Of course it left scars, as cancer always does. I missed my little sister, and my younger brother. But I was happier. Life was better.
When our first child was born, I wanted to name him Louis. When Paul asked why, I smiled up at him from the hospital bed and told him it was because that was the first place we lived together when I became cancer-free.
And so Louis it was. Louis Paul Scott. He was joy in a human flesh-suit. And such was my life. We raised him to the age of three before I found out I was pregnant again. A girl this time, we hoped. Louis and Lianne, we decided.
But Lianne never came. On one cold November morning, I went into labor at three months. Lianne was born a bloody mess of tissue in our bathtub while Louis cried in the bedroom waiting for Paul to get home.
I got sick after that. Paul said it was because of the miscarriage. He said I was depressed and blamed myself for losing the baby. And I believed that. I hated what happened to our little Lianne. How could I not give her the life she deserved?
I lost weight, even as Paul made sure I ate three meals a day. It was a normal sign of depression, the doctor told us. But when I started coughing through the nights, the idea that it might be something else dawned on us.
Diagnosis: Stage 3 Lung Cancer
You'll be fine, Paul told me. The doctors have hope for you.
But after the second round of scans, that hope dropped to only twenty-two percent, and near the end, it was down to twelve.
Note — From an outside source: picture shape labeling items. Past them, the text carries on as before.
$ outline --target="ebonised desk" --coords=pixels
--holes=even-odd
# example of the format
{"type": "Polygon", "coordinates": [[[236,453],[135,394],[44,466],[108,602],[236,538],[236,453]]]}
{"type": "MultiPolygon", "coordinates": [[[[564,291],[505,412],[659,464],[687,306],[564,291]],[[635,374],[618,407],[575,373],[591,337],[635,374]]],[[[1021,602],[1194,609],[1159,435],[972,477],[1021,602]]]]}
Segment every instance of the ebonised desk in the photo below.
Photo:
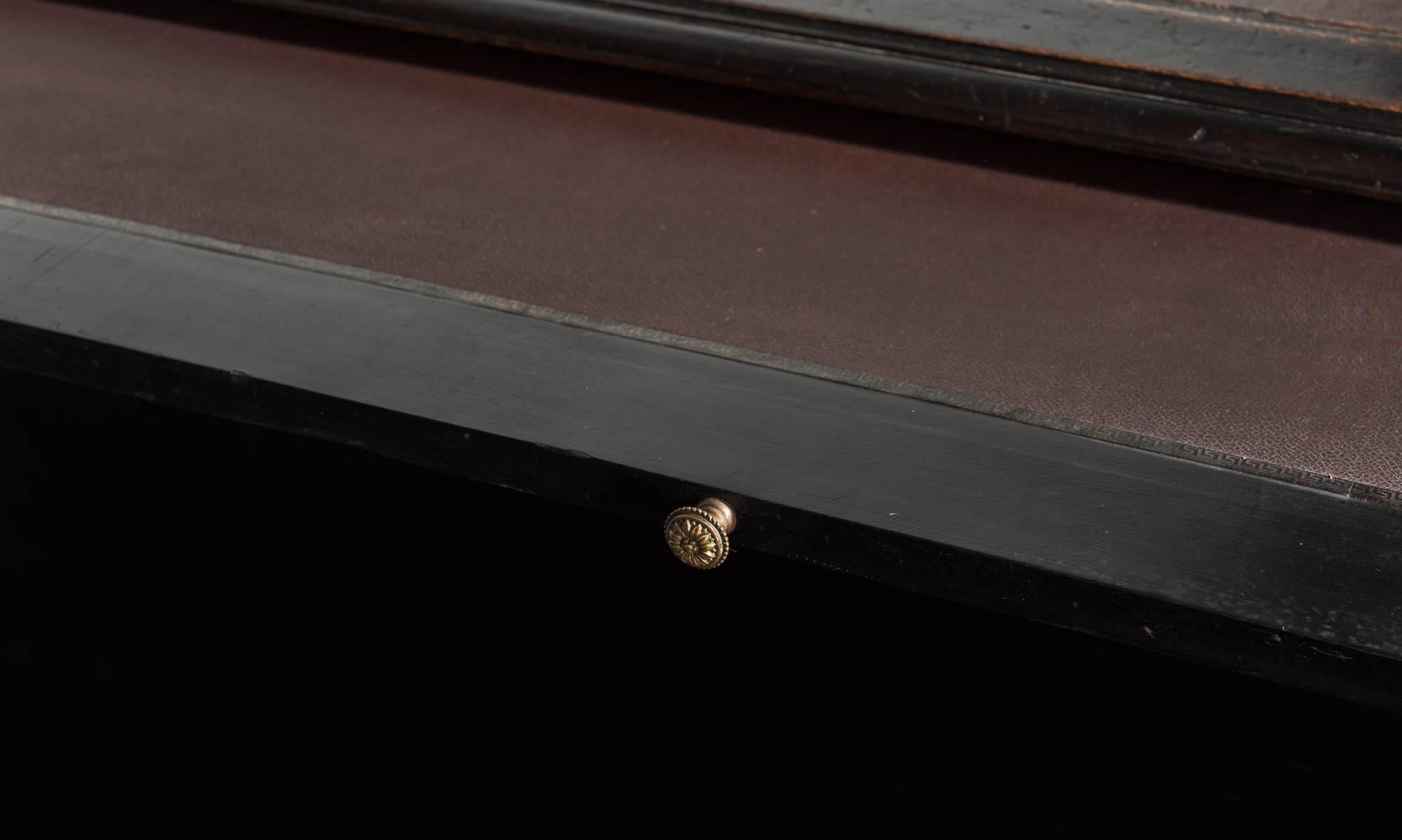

Paul would read to me every day, and bring Louis to visit after work, but today, he came alone. Only a few words were clear to me when he made his confession, but the ones that stood out clear as day were as follows.
Still a smoker.
Paul made me happy every day I was with him, but he taught me one thing that I will never stray from, even on my death bed.
All people are cancer. You just have to pick the ones worth suffering for.